Which "known" ring is $K = \frac{\mathbb{Z}_5[X,Y]}{(Y-X^2, XY + Y + 2)}$ isomorphic to?

Very good.

You can prove that it's isomorphic to $\Bbb Z_5[X]/(X^3+X^2+2)$ and you already showed that polynomial has no roots in $\Bbb Z_5$.

Hence, it is irreducible (being of degree 3), so the quotient is the field of $5^3$ elements.

Note that by your remark $(Y-X^2,XY+Y+2) = (Y-X^2,X^3+X^2+2)$.
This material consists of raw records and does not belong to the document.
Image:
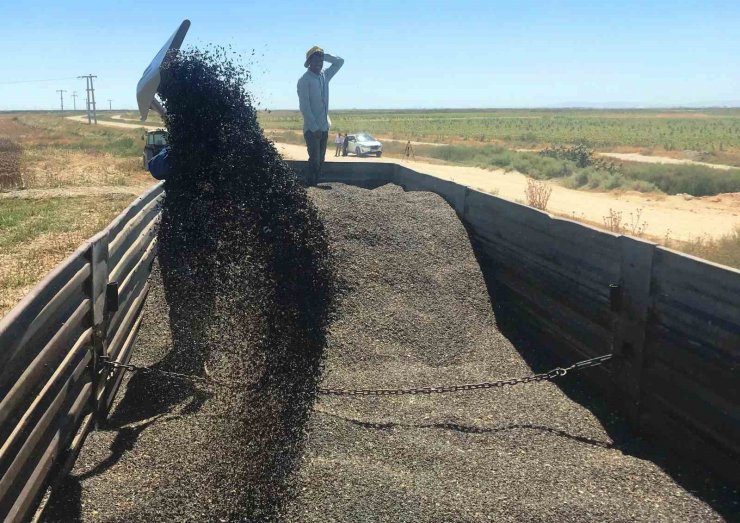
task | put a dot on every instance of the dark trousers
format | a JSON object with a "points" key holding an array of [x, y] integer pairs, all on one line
{"points": [[316, 145]]}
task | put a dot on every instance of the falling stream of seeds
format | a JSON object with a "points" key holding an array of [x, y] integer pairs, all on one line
{"points": [[248, 277]]}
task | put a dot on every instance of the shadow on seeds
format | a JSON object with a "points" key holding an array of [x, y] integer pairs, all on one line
{"points": [[249, 280], [717, 493]]}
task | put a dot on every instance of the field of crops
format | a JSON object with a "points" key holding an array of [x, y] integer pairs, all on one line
{"points": [[708, 130]]}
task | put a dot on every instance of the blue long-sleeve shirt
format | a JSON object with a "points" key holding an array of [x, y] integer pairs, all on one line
{"points": [[313, 95]]}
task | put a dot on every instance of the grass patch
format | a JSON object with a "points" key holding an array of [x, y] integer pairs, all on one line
{"points": [[696, 180], [55, 152], [712, 133], [35, 235], [724, 250]]}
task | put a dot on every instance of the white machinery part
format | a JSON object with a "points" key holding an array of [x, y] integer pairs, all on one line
{"points": [[147, 87]]}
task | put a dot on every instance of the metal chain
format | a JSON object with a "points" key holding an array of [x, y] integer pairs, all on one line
{"points": [[545, 376]]}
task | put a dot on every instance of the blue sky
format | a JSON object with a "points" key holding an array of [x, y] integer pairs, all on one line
{"points": [[399, 54]]}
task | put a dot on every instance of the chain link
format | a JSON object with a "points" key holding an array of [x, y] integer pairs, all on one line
{"points": [[545, 376]]}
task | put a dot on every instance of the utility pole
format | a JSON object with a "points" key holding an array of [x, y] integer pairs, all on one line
{"points": [[61, 97], [91, 112]]}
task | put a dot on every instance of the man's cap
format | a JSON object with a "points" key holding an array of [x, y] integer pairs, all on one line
{"points": [[315, 49]]}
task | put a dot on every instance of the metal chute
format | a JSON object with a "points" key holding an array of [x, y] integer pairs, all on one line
{"points": [[147, 87]]}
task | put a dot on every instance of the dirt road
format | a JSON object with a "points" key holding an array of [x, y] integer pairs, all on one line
{"points": [[674, 216], [120, 125]]}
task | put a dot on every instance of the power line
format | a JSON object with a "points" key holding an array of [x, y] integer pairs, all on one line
{"points": [[61, 97], [37, 81], [91, 113]]}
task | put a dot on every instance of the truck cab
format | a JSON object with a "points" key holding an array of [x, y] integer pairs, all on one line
{"points": [[154, 142]]}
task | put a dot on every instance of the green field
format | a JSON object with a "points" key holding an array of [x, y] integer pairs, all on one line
{"points": [[709, 131]]}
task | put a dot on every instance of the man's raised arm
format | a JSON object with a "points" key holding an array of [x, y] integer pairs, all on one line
{"points": [[336, 65]]}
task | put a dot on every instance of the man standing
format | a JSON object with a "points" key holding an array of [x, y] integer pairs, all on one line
{"points": [[313, 100], [338, 144]]}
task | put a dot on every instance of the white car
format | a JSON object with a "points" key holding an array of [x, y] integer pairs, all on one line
{"points": [[362, 144]]}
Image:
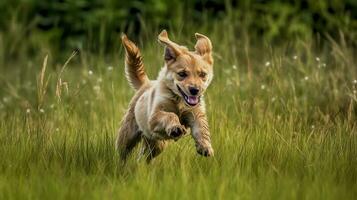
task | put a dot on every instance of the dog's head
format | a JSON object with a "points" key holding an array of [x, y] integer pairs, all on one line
{"points": [[188, 73]]}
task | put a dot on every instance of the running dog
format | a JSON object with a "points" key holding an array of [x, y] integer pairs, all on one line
{"points": [[166, 108]]}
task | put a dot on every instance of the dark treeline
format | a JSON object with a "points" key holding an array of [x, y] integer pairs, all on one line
{"points": [[96, 24]]}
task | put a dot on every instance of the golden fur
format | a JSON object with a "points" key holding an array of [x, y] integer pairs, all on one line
{"points": [[166, 108]]}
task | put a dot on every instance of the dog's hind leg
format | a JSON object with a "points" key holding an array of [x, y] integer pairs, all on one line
{"points": [[129, 135]]}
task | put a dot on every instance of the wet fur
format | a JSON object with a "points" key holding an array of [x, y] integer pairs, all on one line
{"points": [[158, 113]]}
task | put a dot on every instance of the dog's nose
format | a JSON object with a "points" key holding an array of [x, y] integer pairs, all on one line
{"points": [[193, 90]]}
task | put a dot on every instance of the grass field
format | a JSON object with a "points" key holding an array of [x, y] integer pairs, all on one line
{"points": [[282, 120]]}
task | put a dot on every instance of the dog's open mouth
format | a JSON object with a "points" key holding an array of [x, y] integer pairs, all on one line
{"points": [[190, 100]]}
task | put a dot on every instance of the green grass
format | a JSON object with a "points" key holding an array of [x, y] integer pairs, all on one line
{"points": [[282, 120]]}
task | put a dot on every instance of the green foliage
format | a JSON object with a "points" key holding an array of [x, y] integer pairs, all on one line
{"points": [[96, 24], [282, 119]]}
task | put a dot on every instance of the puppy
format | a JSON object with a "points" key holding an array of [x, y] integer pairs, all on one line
{"points": [[166, 108]]}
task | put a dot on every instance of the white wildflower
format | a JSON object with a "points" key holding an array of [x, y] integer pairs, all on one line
{"points": [[6, 99]]}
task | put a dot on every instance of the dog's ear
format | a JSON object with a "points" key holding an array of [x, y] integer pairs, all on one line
{"points": [[172, 50], [204, 47]]}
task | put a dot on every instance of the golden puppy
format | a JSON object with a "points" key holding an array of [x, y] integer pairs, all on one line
{"points": [[166, 108]]}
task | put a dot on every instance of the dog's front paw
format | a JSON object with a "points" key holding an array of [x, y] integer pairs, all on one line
{"points": [[205, 150], [176, 131]]}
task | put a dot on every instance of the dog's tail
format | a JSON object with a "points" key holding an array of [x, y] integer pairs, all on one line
{"points": [[134, 66]]}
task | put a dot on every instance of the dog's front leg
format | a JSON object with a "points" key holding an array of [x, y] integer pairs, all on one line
{"points": [[200, 133], [168, 122]]}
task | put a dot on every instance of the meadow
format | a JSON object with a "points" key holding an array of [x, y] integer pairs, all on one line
{"points": [[282, 120]]}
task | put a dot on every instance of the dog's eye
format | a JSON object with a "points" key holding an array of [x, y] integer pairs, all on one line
{"points": [[182, 74], [202, 74]]}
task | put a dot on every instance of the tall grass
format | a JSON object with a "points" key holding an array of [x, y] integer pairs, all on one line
{"points": [[282, 119]]}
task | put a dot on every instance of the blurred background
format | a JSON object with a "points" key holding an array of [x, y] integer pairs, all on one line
{"points": [[29, 26]]}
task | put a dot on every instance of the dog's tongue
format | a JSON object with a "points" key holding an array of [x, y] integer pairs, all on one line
{"points": [[192, 100]]}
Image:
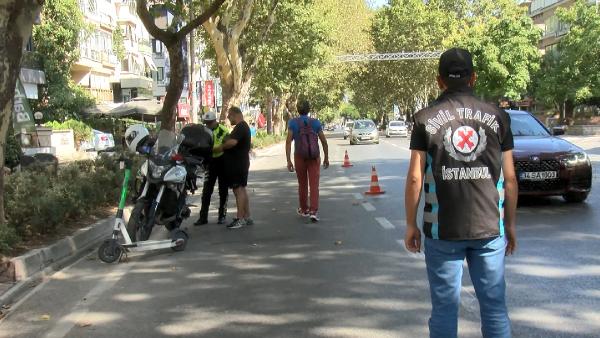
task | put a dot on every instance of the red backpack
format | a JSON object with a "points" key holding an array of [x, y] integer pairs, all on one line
{"points": [[308, 145]]}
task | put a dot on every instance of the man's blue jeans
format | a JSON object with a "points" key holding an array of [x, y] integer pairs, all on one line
{"points": [[485, 259]]}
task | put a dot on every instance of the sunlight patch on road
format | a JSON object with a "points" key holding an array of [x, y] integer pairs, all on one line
{"points": [[352, 332], [132, 297], [376, 304]]}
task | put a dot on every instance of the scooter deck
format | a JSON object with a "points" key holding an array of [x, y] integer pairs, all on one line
{"points": [[150, 245]]}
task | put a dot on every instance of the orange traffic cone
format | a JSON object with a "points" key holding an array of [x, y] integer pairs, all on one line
{"points": [[347, 163], [375, 189]]}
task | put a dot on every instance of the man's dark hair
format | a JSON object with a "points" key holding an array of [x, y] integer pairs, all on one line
{"points": [[235, 110], [303, 107]]}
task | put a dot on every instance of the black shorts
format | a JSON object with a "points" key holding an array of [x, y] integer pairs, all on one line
{"points": [[237, 179]]}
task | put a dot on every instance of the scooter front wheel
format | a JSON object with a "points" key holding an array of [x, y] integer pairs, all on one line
{"points": [[110, 251], [180, 238]]}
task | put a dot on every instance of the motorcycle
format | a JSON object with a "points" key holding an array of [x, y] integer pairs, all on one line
{"points": [[168, 173]]}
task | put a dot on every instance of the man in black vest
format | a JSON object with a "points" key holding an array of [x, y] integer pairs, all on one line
{"points": [[461, 155]]}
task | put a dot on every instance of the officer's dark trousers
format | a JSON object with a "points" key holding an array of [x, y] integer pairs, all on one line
{"points": [[216, 171]]}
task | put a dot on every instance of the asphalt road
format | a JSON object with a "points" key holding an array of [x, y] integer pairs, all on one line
{"points": [[347, 276]]}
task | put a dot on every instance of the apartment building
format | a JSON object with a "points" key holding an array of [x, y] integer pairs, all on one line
{"points": [[99, 70], [543, 13]]}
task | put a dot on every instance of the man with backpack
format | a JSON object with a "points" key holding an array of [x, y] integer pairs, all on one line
{"points": [[306, 133]]}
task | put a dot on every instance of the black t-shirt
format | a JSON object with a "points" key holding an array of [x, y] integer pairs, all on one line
{"points": [[238, 157], [464, 185]]}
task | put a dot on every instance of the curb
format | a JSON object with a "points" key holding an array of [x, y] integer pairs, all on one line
{"points": [[38, 265]]}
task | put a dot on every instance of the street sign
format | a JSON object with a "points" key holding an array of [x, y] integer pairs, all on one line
{"points": [[22, 113], [209, 94]]}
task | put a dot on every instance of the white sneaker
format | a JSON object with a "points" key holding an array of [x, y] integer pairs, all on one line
{"points": [[302, 213]]}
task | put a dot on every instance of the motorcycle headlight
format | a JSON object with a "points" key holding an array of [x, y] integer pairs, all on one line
{"points": [[157, 170], [574, 159]]}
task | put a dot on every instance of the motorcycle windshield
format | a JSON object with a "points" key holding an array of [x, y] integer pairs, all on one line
{"points": [[166, 145]]}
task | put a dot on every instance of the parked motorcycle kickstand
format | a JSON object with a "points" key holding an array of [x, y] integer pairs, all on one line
{"points": [[111, 250]]}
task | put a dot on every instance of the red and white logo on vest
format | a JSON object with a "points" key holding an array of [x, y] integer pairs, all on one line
{"points": [[465, 139], [465, 143]]}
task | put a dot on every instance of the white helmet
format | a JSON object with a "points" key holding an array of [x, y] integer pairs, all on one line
{"points": [[134, 135], [209, 116]]}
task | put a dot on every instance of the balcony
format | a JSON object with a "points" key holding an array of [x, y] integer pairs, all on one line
{"points": [[538, 6]]}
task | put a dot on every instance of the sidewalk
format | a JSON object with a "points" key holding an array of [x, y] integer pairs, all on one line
{"points": [[35, 266]]}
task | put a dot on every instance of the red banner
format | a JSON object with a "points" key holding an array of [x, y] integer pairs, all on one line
{"points": [[208, 100]]}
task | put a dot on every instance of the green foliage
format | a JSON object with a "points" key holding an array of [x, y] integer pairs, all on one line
{"points": [[500, 35], [262, 139], [503, 41], [118, 43], [37, 203], [56, 43], [81, 131], [571, 73]]}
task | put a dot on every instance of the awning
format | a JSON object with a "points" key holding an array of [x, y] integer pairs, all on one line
{"points": [[31, 90], [32, 76], [150, 63]]}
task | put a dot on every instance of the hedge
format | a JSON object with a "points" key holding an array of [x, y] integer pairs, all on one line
{"points": [[37, 202]]}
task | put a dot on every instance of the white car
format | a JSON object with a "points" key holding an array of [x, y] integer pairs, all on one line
{"points": [[396, 128], [348, 129], [102, 141]]}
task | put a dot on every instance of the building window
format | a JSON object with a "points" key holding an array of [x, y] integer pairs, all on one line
{"points": [[157, 47], [29, 46], [160, 74]]}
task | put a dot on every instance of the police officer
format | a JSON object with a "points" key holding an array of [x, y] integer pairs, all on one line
{"points": [[461, 156], [216, 170]]}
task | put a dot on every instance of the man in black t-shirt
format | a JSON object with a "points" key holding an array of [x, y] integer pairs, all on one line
{"points": [[461, 155], [237, 163]]}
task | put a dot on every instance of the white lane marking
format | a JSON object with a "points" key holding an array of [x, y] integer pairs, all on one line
{"points": [[397, 146], [384, 223], [79, 311], [368, 206], [467, 299]]}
The assignment $X \to X, Y\to X^2$ defines an arrow $\tau \colon \Bbb Z_5[X,Y]/(Y-X^2) \to \Bbb Z_5[X]$. Surjectivity is clear, as for injectivity: pick $p(X,Y)$ in the kernel of $\tau$ and via the identification $\Bbb Z_5[X,Y] = \Bbb Z_5[X][Y]$ divide $p$ by $Y-X^2$. Note that even though polynomial rings in several variables need not have euclidean algorithms, we can always divide by monomials (as in this case). Hence we have

$$ p(X,Y) = (Y-X^2)q(X,Y) + r(X). $$

But then applying $\tau$ we get $r(X) = 0$ as desired.

Finally, by the third isomorphism theorem we have

$$ \Bbb Z_5[X,Y]/(Y-X^2, X^3+X+2) \simeq \Bbb Z_5[X]/(X^3+X^2+2). $$

Note that the polynomial $X^3+X^2+2$ has no roots modulo $5$ and is thus irreducible in $\Bbb Z_5$. Therefore, the quotient is a field. To compute the order, you can note for example that it is a $\Bbb Z_5$ vector space of dimension $3$ over $\Bbb Z_5$.

Hence the quotient can be characterized as the field with $5^3$ elements.